Unlike the last pam_listfile example, which restricts the users that may be switched to with su, pam_wheel is used to specifically restrict the successful execution of su to the root user. It does so by utilizing a special group called wheel with the GID of 0. Its default behavior is to allow only members of the wheel group to su to root when this module is in force. This is another authentication-only module. Its arguments are described in Table 5.11. This module has some arguments that you really don't want to use. The use_id argument causes the pam_wheel to use the effective UID of the user. In this way a non-wheel group member could su to a wheel group member and then su to root. This is probably not the behavior you seek.

The trust argument could cause wheel members to be able to su to root without a password, depending on the way in which modules are stacked. Avoid these two arguments, unless you are debugging or are otherwise prepared for their consequences.

On many releases of Linux, there is a GID 0, the root group. You may wish, therefore, to create a wheel group with a different GID—for example GID=10 (Red Hat 5.2/6.0 does this for you)—then use the group argument to pam_wheel. Example 5-20 displays a representative /etc/pam.d/su file. Make sure that you have a group called wheel in /etc/group. Any member of that group will be allowed to su to root. All other users will get a Password incorrect error message, even if they know the correct password.
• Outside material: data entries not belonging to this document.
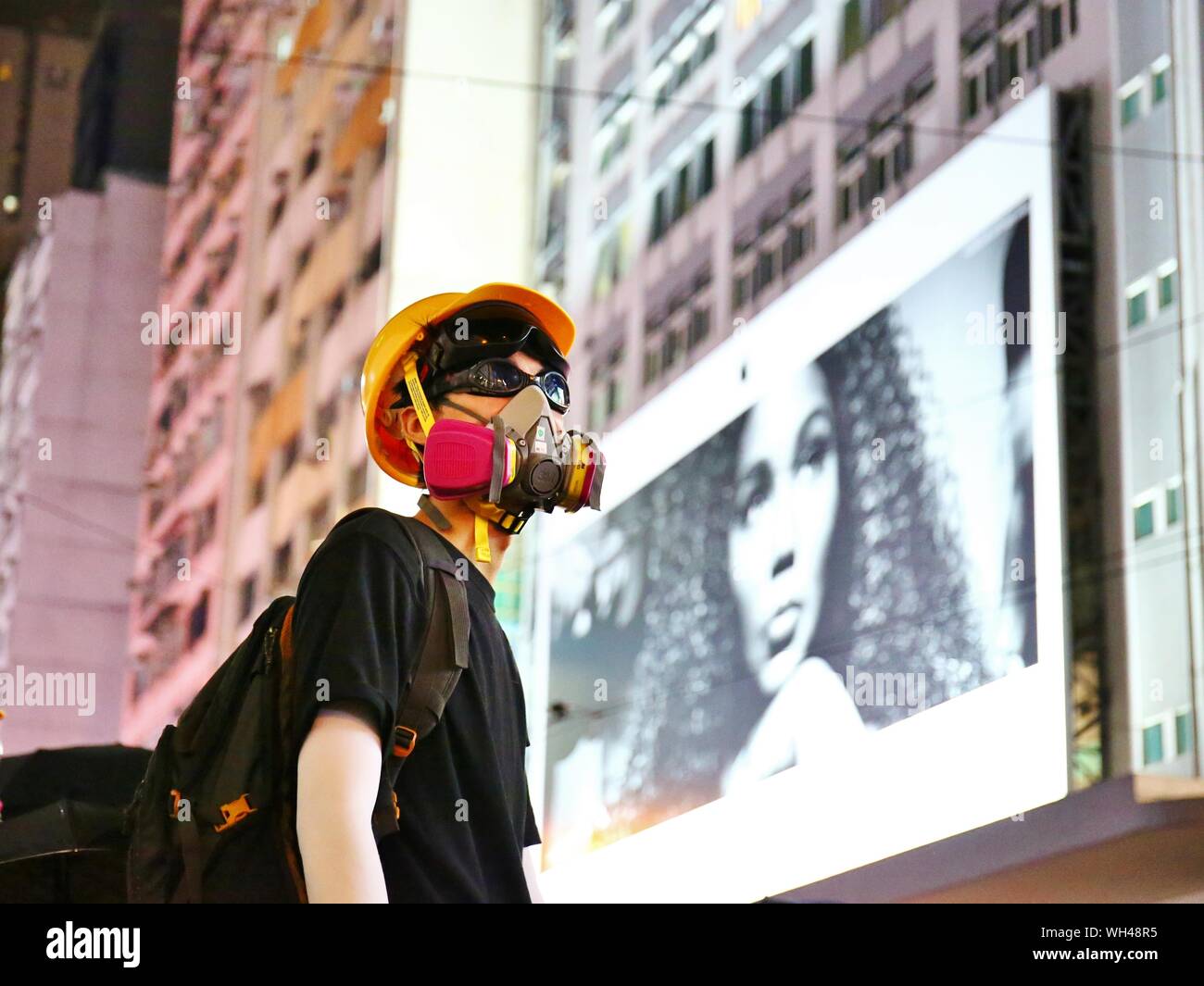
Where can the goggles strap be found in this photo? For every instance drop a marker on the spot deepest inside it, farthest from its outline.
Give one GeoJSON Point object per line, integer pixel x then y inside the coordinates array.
{"type": "Point", "coordinates": [428, 507]}
{"type": "Point", "coordinates": [466, 411]}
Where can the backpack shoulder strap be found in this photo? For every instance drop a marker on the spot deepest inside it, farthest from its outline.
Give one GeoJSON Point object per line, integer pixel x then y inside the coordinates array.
{"type": "Point", "coordinates": [442, 657]}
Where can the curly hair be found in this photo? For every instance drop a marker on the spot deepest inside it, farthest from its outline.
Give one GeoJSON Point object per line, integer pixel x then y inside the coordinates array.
{"type": "Point", "coordinates": [895, 596]}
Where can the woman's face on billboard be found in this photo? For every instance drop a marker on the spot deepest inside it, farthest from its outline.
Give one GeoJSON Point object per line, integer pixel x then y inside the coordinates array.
{"type": "Point", "coordinates": [786, 496]}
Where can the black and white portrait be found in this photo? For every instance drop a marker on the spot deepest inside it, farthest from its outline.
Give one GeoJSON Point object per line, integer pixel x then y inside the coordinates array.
{"type": "Point", "coordinates": [853, 549]}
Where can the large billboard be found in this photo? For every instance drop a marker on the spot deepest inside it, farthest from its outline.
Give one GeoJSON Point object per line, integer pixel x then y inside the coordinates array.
{"type": "Point", "coordinates": [820, 619]}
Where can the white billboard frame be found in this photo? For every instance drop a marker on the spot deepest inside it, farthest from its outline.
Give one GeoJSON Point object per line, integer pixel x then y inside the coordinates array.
{"type": "Point", "coordinates": [907, 788]}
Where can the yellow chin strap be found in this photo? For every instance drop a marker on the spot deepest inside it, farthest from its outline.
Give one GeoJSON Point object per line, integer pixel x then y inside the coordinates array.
{"type": "Point", "coordinates": [484, 512]}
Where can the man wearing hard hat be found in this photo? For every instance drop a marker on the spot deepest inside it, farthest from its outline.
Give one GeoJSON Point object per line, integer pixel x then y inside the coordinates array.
{"type": "Point", "coordinates": [464, 396]}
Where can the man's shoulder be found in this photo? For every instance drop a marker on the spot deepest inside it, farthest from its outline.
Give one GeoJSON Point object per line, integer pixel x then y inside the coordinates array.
{"type": "Point", "coordinates": [378, 530]}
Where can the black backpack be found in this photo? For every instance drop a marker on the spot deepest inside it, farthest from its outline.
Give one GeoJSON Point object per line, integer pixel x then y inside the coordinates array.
{"type": "Point", "coordinates": [215, 817]}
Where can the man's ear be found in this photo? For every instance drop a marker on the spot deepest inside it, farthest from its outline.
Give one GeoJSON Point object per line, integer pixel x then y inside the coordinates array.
{"type": "Point", "coordinates": [408, 425]}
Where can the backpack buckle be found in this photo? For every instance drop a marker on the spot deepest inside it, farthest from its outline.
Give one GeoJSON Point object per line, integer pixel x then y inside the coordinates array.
{"type": "Point", "coordinates": [233, 813]}
{"type": "Point", "coordinates": [405, 744]}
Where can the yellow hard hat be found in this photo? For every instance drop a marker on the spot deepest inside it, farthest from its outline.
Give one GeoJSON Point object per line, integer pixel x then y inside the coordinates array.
{"type": "Point", "coordinates": [405, 330]}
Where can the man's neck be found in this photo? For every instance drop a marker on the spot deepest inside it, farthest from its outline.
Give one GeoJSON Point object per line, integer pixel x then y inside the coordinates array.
{"type": "Point", "coordinates": [462, 535]}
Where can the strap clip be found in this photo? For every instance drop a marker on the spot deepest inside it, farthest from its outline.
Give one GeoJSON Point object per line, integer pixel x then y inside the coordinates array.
{"type": "Point", "coordinates": [233, 813]}
{"type": "Point", "coordinates": [405, 744]}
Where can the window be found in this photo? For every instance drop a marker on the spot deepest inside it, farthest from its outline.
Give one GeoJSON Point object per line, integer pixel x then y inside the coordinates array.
{"type": "Point", "coordinates": [658, 227]}
{"type": "Point", "coordinates": [707, 168]}
{"type": "Point", "coordinates": [805, 72]}
{"type": "Point", "coordinates": [850, 34]}
{"type": "Point", "coordinates": [901, 156]}
{"type": "Point", "coordinates": [741, 292]}
{"type": "Point", "coordinates": [878, 175]}
{"type": "Point", "coordinates": [1183, 733]}
{"type": "Point", "coordinates": [1166, 289]}
{"type": "Point", "coordinates": [699, 327]}
{"type": "Point", "coordinates": [846, 204]}
{"type": "Point", "coordinates": [1055, 27]}
{"type": "Point", "coordinates": [1136, 309]}
{"type": "Point", "coordinates": [670, 348]}
{"type": "Point", "coordinates": [1131, 106]}
{"type": "Point", "coordinates": [970, 97]}
{"type": "Point", "coordinates": [762, 273]}
{"type": "Point", "coordinates": [651, 365]}
{"type": "Point", "coordinates": [1174, 502]}
{"type": "Point", "coordinates": [245, 596]}
{"type": "Point", "coordinates": [777, 99]}
{"type": "Point", "coordinates": [1159, 81]}
{"type": "Point", "coordinates": [1011, 59]}
{"type": "Point", "coordinates": [199, 618]}
{"type": "Point", "coordinates": [282, 560]}
{"type": "Point", "coordinates": [682, 193]}
{"type": "Point", "coordinates": [747, 128]}
{"type": "Point", "coordinates": [1143, 520]}
{"type": "Point", "coordinates": [1151, 743]}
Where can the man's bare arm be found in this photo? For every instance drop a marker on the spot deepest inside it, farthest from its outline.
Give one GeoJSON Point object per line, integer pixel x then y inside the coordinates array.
{"type": "Point", "coordinates": [338, 777]}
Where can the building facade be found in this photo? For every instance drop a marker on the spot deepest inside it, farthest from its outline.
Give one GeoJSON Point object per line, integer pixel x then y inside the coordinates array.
{"type": "Point", "coordinates": [697, 159]}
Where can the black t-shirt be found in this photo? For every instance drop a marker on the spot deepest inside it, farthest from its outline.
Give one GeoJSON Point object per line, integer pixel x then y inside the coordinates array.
{"type": "Point", "coordinates": [465, 806]}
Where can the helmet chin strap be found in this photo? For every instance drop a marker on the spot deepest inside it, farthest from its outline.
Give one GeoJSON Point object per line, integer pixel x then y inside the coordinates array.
{"type": "Point", "coordinates": [485, 513]}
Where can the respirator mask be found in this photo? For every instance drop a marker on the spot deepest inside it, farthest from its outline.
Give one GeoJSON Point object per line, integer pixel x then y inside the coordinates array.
{"type": "Point", "coordinates": [514, 460]}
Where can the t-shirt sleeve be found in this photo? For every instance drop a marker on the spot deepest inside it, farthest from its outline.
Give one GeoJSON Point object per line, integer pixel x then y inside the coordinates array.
{"type": "Point", "coordinates": [357, 618]}
{"type": "Point", "coordinates": [531, 836]}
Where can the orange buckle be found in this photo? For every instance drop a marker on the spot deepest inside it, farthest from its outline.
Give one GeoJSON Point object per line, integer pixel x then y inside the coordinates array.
{"type": "Point", "coordinates": [405, 750]}
{"type": "Point", "coordinates": [233, 813]}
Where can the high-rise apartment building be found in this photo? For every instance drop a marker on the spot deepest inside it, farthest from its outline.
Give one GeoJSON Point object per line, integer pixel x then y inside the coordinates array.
{"type": "Point", "coordinates": [185, 505]}
{"type": "Point", "coordinates": [73, 376]}
{"type": "Point", "coordinates": [335, 163]}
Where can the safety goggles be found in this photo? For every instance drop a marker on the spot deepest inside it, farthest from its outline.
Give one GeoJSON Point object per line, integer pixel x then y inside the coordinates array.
{"type": "Point", "coordinates": [498, 377]}
{"type": "Point", "coordinates": [480, 332]}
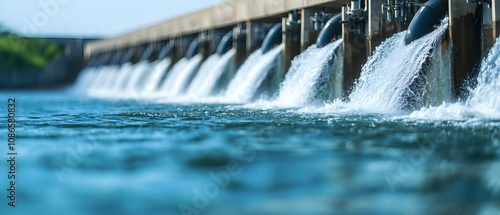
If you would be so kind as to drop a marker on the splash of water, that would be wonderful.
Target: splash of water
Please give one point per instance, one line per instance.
(251, 75)
(154, 78)
(483, 101)
(209, 74)
(486, 97)
(386, 77)
(310, 71)
(179, 77)
(140, 69)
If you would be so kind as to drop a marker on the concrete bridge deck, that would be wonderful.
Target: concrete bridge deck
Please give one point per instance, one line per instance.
(218, 16)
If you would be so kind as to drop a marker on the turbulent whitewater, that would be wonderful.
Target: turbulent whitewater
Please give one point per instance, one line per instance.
(251, 74)
(309, 75)
(386, 77)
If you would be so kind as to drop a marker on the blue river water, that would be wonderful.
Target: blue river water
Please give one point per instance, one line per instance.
(79, 155)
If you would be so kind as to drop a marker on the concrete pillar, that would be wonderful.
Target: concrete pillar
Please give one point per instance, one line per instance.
(465, 35)
(291, 41)
(379, 29)
(206, 41)
(355, 54)
(488, 37)
(253, 32)
(239, 43)
(308, 35)
(496, 18)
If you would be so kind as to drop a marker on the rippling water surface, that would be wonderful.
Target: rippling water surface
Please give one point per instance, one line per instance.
(87, 156)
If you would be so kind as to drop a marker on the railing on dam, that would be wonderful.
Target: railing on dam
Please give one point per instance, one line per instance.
(218, 16)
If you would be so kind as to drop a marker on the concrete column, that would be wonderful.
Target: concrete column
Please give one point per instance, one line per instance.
(308, 35)
(488, 37)
(239, 43)
(253, 41)
(205, 40)
(465, 35)
(379, 29)
(291, 40)
(496, 18)
(355, 54)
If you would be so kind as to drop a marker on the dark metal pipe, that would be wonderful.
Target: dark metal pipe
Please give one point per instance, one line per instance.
(225, 44)
(273, 38)
(332, 30)
(427, 17)
(193, 48)
(165, 51)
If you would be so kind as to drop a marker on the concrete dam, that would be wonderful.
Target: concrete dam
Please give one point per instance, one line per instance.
(394, 54)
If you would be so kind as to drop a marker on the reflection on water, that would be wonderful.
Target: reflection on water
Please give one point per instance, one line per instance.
(84, 156)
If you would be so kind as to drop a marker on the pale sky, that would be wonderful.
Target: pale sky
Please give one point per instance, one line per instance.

Example 5-20 The /etc/pam.d/su File with pam_wheel

Auth     required   /lib/security/pam_wheel.so group=wheel
auth     required   /lib/security/pam_pwdb.so
account   required   /lib/security/pam_pwdb.so
password   required   /lib/security/pam_cracklib.so minlen=20 retry=3
password   required   /lib/security/pam_pwdb.so md5 use_authtok
session   required   /lib/security/pam_pwdb.so

Table 5.11 Arguments of pam_wheel

Argument

Description

debug

Generates additional output to syslog.

use_id

Uses the current process UID and not that returned by getlogin. This may result in the use of an effective UID and is not recommended for production use.

trust

Causes this module to succeed if the user is a member of the wheel group. This option may cause members of wheel to become root without a password. Be very careful when using this argument.

deny

Reverse the logic of this module.

group=groupname

Instead of allowing users in the group wheel, allow the users in groupname.